What is a weak entity in DBMS and how is it represented?

A weak entity lacks a key attribute of its own — it depends on an owner entity for identification. It has a partial key (discriminator) unique only within one owner entity’s scope. Represented by a double rectangle (weak entity), double diamond (identifying relationship), dashed underline (partial key). Its table’s PK = owner’s PK + partial key, with a CASCADE delete constraint.

How do you convert an ER diagram to a relational schema?

Rules: Strong entity → table. Weak entity → table with owner PK + partial key. 1:1 → FK on total-participation side. 1:N → FK on N-side. M:N → new table with both PKs. Multi-valued attribute → separate table. Derived attribute → omit.
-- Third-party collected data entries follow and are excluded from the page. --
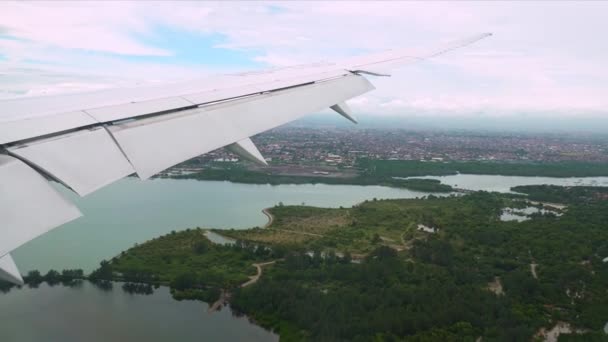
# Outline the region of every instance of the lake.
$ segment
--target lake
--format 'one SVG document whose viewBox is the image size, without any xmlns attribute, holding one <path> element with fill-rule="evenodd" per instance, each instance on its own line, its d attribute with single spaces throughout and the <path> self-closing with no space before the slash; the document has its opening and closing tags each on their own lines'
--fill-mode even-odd
<svg viewBox="0 0 608 342">
<path fill-rule="evenodd" d="M 218 181 L 126 178 L 86 198 L 62 191 L 83 217 L 15 250 L 21 272 L 82 268 L 171 230 L 263 226 L 262 209 L 279 202 L 338 207 L 371 198 L 414 198 L 426 193 L 381 186 L 253 185 Z"/>
<path fill-rule="evenodd" d="M 120 284 L 104 291 L 80 287 L 27 287 L 0 294 L 0 341 L 278 341 L 278 336 L 235 317 L 229 308 L 176 301 L 169 289 L 131 295 Z"/>
<path fill-rule="evenodd" d="M 509 191 L 516 185 L 608 185 L 608 177 L 547 178 L 454 175 L 428 177 L 472 190 Z M 22 272 L 50 268 L 94 269 L 102 259 L 171 230 L 189 227 L 263 226 L 263 208 L 279 202 L 323 207 L 352 206 L 366 199 L 414 198 L 427 193 L 380 186 L 254 185 L 229 182 L 123 179 L 74 200 L 84 216 L 18 248 Z M 207 314 L 201 302 L 178 302 L 166 288 L 151 296 L 105 292 L 85 283 L 13 289 L 0 294 L 0 341 L 210 340 L 274 341 L 277 336 L 229 310 Z M 101 336 L 103 331 L 103 336 Z M 99 335 L 91 335 L 98 332 Z"/>
</svg>

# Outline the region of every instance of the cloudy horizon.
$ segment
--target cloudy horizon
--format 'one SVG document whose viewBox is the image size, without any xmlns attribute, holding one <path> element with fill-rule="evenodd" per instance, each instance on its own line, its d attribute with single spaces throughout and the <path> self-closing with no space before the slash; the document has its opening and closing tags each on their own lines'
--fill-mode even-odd
<svg viewBox="0 0 608 342">
<path fill-rule="evenodd" d="M 494 36 L 373 78 L 349 103 L 386 116 L 608 115 L 608 3 L 0 4 L 0 97 L 413 52 Z"/>
</svg>

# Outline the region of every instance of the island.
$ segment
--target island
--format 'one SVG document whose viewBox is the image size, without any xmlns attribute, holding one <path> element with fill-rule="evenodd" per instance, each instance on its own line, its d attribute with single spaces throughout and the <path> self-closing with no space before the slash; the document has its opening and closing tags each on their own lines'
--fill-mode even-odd
<svg viewBox="0 0 608 342">
<path fill-rule="evenodd" d="M 277 205 L 264 228 L 175 231 L 88 276 L 26 281 L 119 281 L 134 295 L 170 286 L 210 311 L 229 303 L 281 341 L 604 340 L 606 188 L 513 190 Z"/>
</svg>

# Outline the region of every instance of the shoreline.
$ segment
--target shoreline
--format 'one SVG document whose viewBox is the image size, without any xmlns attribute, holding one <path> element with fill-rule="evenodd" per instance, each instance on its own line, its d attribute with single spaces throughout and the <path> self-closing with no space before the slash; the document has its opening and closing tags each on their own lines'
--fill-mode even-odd
<svg viewBox="0 0 608 342">
<path fill-rule="evenodd" d="M 272 223 L 274 222 L 274 216 L 272 216 L 272 214 L 270 213 L 270 209 L 271 208 L 262 209 L 262 213 L 264 215 L 266 215 L 266 217 L 268 217 L 268 222 L 266 222 L 266 224 L 264 225 L 264 228 L 270 227 L 272 225 Z"/>
</svg>

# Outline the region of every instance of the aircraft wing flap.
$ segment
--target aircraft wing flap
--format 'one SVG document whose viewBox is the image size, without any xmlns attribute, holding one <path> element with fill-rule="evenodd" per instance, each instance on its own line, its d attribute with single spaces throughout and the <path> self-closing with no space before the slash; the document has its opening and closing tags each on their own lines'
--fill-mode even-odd
<svg viewBox="0 0 608 342">
<path fill-rule="evenodd" d="M 140 178 L 373 89 L 351 75 L 109 127 Z"/>
<path fill-rule="evenodd" d="M 80 196 L 135 172 L 104 127 L 17 145 L 8 151 Z"/>
<path fill-rule="evenodd" d="M 82 214 L 38 172 L 0 154 L 0 257 Z"/>
<path fill-rule="evenodd" d="M 133 170 L 145 179 L 231 144 L 263 164 L 250 136 L 325 108 L 356 122 L 344 101 L 373 89 L 361 74 L 387 76 L 489 35 L 418 55 L 396 50 L 175 84 L 0 101 L 0 277 L 19 282 L 12 259 L 3 257 L 81 215 L 43 175 L 86 195 Z"/>
</svg>

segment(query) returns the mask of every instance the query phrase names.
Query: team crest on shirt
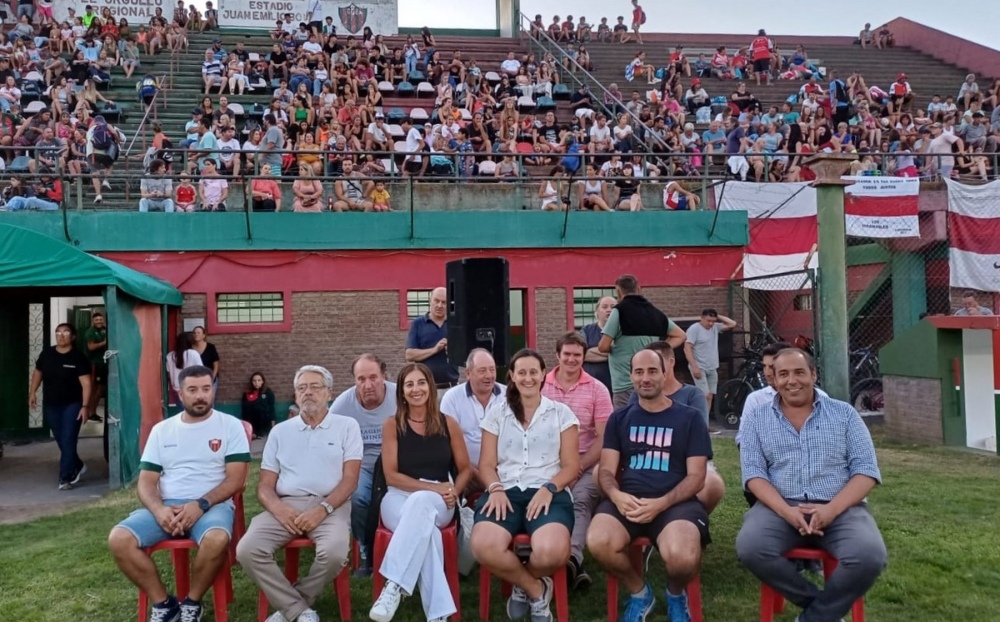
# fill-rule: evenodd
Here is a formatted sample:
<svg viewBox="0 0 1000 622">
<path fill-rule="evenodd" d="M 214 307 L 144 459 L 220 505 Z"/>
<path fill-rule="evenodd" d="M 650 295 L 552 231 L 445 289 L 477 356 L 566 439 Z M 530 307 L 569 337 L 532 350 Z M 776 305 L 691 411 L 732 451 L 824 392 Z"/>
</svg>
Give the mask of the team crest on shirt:
<svg viewBox="0 0 1000 622">
<path fill-rule="evenodd" d="M 222 439 L 221 438 L 211 439 L 210 441 L 208 441 L 208 448 L 211 449 L 213 452 L 219 451 L 219 449 L 222 448 Z"/>
</svg>

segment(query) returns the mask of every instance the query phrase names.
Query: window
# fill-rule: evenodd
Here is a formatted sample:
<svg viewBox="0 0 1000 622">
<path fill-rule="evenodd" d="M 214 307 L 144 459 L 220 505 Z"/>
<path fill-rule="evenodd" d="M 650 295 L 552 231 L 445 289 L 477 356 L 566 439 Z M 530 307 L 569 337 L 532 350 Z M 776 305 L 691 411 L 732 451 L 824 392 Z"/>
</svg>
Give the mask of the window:
<svg viewBox="0 0 1000 622">
<path fill-rule="evenodd" d="M 614 287 L 583 287 L 573 290 L 573 327 L 581 329 L 594 321 L 597 303 L 605 296 L 614 297 Z"/>
<path fill-rule="evenodd" d="M 431 290 L 415 289 L 406 292 L 406 317 L 411 322 L 431 311 Z"/>
<path fill-rule="evenodd" d="M 215 298 L 219 324 L 279 324 L 285 321 L 285 300 L 275 294 L 218 294 Z"/>
<path fill-rule="evenodd" d="M 793 300 L 793 304 L 796 311 L 812 311 L 812 294 L 797 294 Z"/>
</svg>

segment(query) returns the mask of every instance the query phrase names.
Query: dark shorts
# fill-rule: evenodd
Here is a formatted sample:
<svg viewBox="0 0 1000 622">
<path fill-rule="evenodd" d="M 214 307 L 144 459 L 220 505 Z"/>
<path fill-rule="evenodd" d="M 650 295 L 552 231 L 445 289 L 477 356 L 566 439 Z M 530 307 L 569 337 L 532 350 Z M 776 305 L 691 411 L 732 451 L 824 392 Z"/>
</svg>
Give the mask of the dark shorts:
<svg viewBox="0 0 1000 622">
<path fill-rule="evenodd" d="M 104 363 L 91 363 L 91 377 L 94 384 L 108 386 L 108 366 Z"/>
<path fill-rule="evenodd" d="M 521 490 L 520 488 L 510 488 L 505 491 L 507 493 L 507 499 L 510 500 L 511 506 L 514 511 L 507 512 L 507 518 L 505 520 L 499 520 L 496 515 L 486 516 L 483 514 L 483 506 L 486 505 L 487 499 L 489 499 L 489 493 L 483 494 L 479 497 L 479 501 L 476 503 L 476 522 L 482 523 L 493 523 L 495 525 L 500 525 L 506 529 L 512 536 L 518 534 L 526 533 L 529 536 L 539 527 L 544 527 L 549 523 L 558 523 L 564 525 L 570 533 L 573 533 L 573 497 L 570 496 L 569 491 L 562 490 L 554 497 L 552 497 L 552 503 L 549 504 L 549 513 L 542 514 L 534 520 L 527 520 L 525 514 L 528 511 L 528 503 L 531 498 L 535 496 L 538 492 L 537 488 L 529 488 L 527 490 Z"/>
<path fill-rule="evenodd" d="M 114 159 L 105 153 L 94 153 L 90 157 L 93 159 L 94 164 L 103 168 L 111 168 L 115 165 Z"/>
<path fill-rule="evenodd" d="M 403 165 L 403 170 L 413 175 L 415 173 L 419 173 L 420 169 L 423 168 L 423 166 L 424 166 L 423 162 L 414 162 L 413 160 L 410 160 L 405 165 Z"/>
<path fill-rule="evenodd" d="M 754 73 L 767 73 L 771 71 L 771 59 L 764 58 L 753 62 Z"/>
<path fill-rule="evenodd" d="M 702 505 L 701 501 L 697 499 L 690 499 L 671 506 L 648 523 L 633 523 L 625 518 L 618 511 L 618 507 L 611 502 L 611 499 L 602 499 L 597 504 L 594 514 L 610 514 L 614 516 L 625 527 L 625 530 L 628 531 L 628 536 L 631 540 L 649 538 L 655 544 L 656 538 L 659 537 L 660 532 L 667 525 L 676 520 L 686 520 L 698 527 L 698 532 L 701 534 L 702 547 L 706 547 L 712 543 L 712 536 L 708 532 L 708 512 L 705 511 L 705 506 Z"/>
</svg>

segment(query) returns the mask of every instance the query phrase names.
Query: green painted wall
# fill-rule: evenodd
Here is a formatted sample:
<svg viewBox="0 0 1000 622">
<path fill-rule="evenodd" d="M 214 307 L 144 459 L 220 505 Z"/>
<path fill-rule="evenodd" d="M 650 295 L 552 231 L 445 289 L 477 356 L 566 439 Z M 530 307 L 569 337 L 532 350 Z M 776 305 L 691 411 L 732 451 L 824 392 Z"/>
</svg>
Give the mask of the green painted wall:
<svg viewBox="0 0 1000 622">
<path fill-rule="evenodd" d="M 962 331 L 938 330 L 923 320 L 898 333 L 879 351 L 879 369 L 886 376 L 939 380 L 944 443 L 965 447 L 965 417 L 952 369 L 956 358 L 962 360 Z"/>
<path fill-rule="evenodd" d="M 378 214 L 70 211 L 66 214 L 66 230 L 70 243 L 85 251 L 620 248 L 747 243 L 746 212 L 570 212 L 568 221 L 564 221 L 565 216 L 540 211 Z M 58 240 L 66 239 L 63 214 L 58 212 L 2 213 L 0 222 L 30 228 Z"/>
</svg>

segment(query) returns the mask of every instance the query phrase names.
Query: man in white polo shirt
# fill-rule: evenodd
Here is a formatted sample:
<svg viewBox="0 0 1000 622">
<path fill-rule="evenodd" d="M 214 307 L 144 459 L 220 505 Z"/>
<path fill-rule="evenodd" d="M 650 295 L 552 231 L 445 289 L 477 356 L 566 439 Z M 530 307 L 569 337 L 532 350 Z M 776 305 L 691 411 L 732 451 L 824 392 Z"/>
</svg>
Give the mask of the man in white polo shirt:
<svg viewBox="0 0 1000 622">
<path fill-rule="evenodd" d="M 469 352 L 465 360 L 465 377 L 467 382 L 448 389 L 441 398 L 441 412 L 458 421 L 462 428 L 472 465 L 469 488 L 480 491 L 483 487 L 479 483 L 479 446 L 483 432 L 479 425 L 490 408 L 506 402 L 507 387 L 497 382 L 496 361 L 483 348 Z"/>
<path fill-rule="evenodd" d="M 254 517 L 236 547 L 240 565 L 277 610 L 268 622 L 318 622 L 312 604 L 347 561 L 351 494 L 358 485 L 364 445 L 361 426 L 327 412 L 333 376 L 306 365 L 295 374 L 299 416 L 274 426 L 264 446 Z M 291 539 L 316 543 L 309 574 L 292 585 L 274 561 Z"/>
<path fill-rule="evenodd" d="M 583 547 L 587 543 L 587 528 L 600 501 L 593 470 L 601 459 L 604 447 L 604 426 L 614 407 L 611 393 L 597 378 L 583 371 L 587 341 L 576 332 L 569 332 L 556 341 L 559 364 L 545 375 L 542 395 L 569 406 L 580 420 L 580 477 L 573 483 L 573 534 L 566 571 L 570 587 L 589 587 L 592 580 L 583 569 Z"/>
<path fill-rule="evenodd" d="M 153 426 L 139 462 L 144 506 L 118 523 L 108 548 L 118 568 L 153 603 L 151 622 L 201 620 L 201 598 L 229 554 L 233 495 L 246 482 L 250 442 L 239 419 L 212 408 L 212 370 L 194 365 L 178 378 L 184 410 Z M 167 593 L 143 551 L 171 538 L 198 543 L 183 602 Z"/>
</svg>

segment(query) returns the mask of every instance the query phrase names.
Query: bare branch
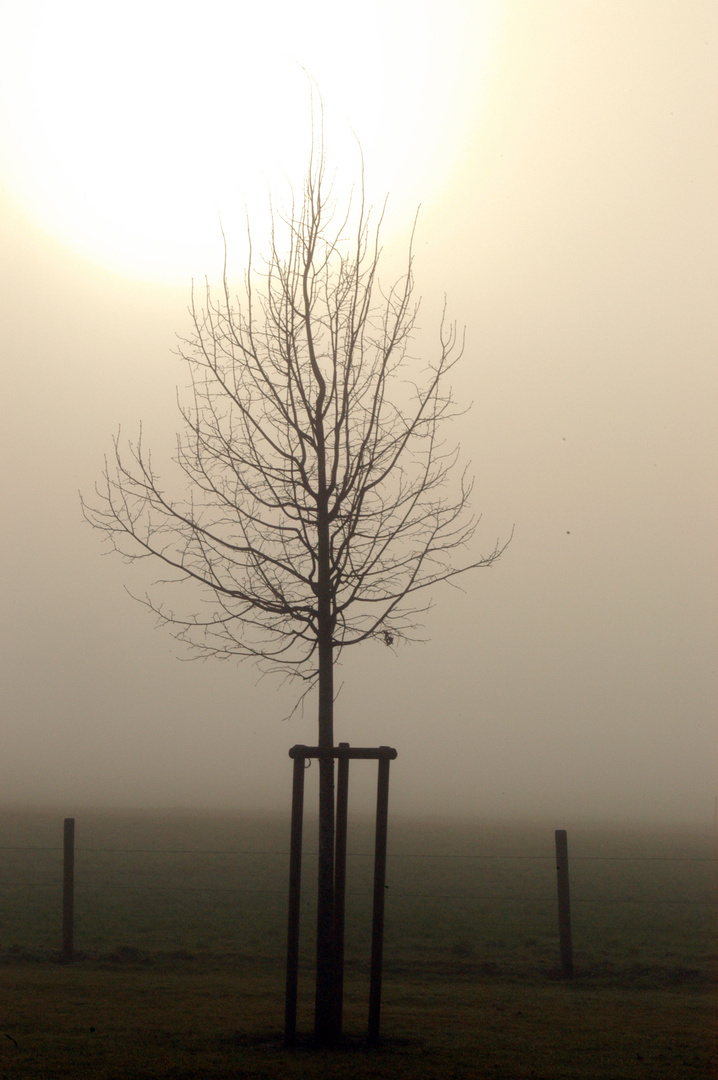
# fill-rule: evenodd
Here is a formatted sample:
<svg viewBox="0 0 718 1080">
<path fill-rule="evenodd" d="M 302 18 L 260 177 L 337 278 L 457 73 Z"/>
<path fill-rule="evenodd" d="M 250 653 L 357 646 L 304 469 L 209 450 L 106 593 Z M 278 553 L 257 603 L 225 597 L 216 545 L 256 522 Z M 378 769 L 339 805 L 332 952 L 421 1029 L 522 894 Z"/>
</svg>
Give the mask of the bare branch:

Composite attribute → use leaf sub-attributes only.

What is the difference between total and partial participation in ER model?

Total participation (double line) means every entity must be in at least one relationship instance — translates to NOT NULL constraint on the FK. Partial participation (single line) means some entities may not be involved — FK can be NULL. Example: every EMPLOYEE must work in a DEPARTMENT (total) but some DEPARTMENTS may have no manager assigned (partial).

What are the constraints of the relational model?

Domain constraint: values must come from the attribute’s domain. Key constraint: primary key is unique across all tuples. Entity integrity: PK attributes cannot be NULL. Referential integrity: FK values must exist in the referenced relation’s PK or be NULL. These four constraints ensure relational database consistency and are enforced by the DBMS automatically.